Overall, these laws have been successful, leading to hundreds of drug labels being updated with information for use in children. But legal loopholes often prevent children with cancer from accessing new drugs. For instance, therapies for conditions that do not affect children — such as Alzheimer’s disease — are exempt from the PREA. And exemptions intended for such diseases have been broadly applied to cancer. For example, therapies that are being trialled in adults with breast cancer are exempted because children do not get that cancer, even if the drug could treat a childhood cancer in a different organ.

Also exempted are drugs for ‘orphan’ diseases that affect fewer than 200,000 people in the United States. The number of orphan designations has skyrocketed in recent years — the improved ability to define the molecular basis of an individual’s cancer means that diagnoses have become increasingly subdivided, and the majority of approved cancer drugs now carry this orphan designation.

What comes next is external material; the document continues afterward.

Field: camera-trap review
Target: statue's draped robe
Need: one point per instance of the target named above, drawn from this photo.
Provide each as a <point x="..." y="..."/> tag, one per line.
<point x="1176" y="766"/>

Legislation is now attempting to close those loopholes. The Research to Accelerate Cures and Equity (RACE) for Children Act, introduced to the US Congress on 14 July, would require companies to apply the PREA to any therapy with a molecular target that is relevant to both an adult and a childhood disease. It would also end the exemption for orphan diseases. Last July, the European Medicines Agency passed similar rules to make it more difficult for companies to avoid testing drugs in children. This applies when the disease has a common mechanism in adults and children, unless the drug is likely to be unsafe in children.

With Congress now out of session and focused on the upcoming US election, the RACE for Children Act is unlikely to advance before next year. But when lawmakers pick it up, they should also address problems with compassionate-use programmes — and ensure a transparent and useful process for people to gain access to unapproved drugs. They should also encourage companies to make more drugs available through market incentives, and provide increased protection should something go wrong.